Institutions are actively implementing strategies to address these concerns, and what all of the success stories have in common is adaptation. Adaptation starts with the availability of and acting on critical data, with research and data analytics giving institutions access to information needed to make pivotal decisions quickly. The EDUCAUSE Top 10 #3: The Enrollment Crisis article states, “To be strategic, institutional leaders must view their data and tools in a holistic manner, validate datasets, and look for causal relationships. Leveraging such information, leaders can help students determine the value of an institution, a degree program, or a credential.”
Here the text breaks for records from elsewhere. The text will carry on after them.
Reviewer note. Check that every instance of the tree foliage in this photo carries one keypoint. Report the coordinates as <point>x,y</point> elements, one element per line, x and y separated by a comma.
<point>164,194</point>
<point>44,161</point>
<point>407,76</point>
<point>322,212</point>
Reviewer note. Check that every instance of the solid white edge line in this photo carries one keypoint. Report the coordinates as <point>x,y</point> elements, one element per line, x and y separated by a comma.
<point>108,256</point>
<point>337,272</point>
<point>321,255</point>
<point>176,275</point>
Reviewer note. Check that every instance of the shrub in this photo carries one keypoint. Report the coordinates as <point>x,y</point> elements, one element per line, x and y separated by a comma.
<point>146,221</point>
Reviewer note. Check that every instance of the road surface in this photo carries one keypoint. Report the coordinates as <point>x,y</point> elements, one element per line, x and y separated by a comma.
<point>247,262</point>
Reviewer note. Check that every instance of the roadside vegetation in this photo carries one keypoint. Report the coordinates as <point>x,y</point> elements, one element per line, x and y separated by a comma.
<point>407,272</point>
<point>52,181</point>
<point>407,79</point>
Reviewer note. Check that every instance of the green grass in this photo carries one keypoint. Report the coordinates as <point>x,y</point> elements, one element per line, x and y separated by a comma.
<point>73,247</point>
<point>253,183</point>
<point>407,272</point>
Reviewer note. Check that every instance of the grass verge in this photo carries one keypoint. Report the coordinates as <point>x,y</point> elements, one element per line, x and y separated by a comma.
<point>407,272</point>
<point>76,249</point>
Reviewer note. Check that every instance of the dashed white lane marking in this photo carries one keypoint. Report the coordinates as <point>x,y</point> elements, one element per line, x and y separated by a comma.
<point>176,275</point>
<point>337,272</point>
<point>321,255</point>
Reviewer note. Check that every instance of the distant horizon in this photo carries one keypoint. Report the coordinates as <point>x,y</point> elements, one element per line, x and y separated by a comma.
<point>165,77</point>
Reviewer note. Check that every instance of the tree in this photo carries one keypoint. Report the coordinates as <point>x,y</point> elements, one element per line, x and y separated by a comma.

Whether that be meeting your enrollment targets, refocusing your attention on other ways to keep your enrollment stable, or just how to stay afloat, the availability and integrity of your data is crucial. While there are many examples of institutions and their response to these challenges, it’s not about replication but instead drawing inspiration from their successes and adapting their strategies to suit the unique needs of your institution.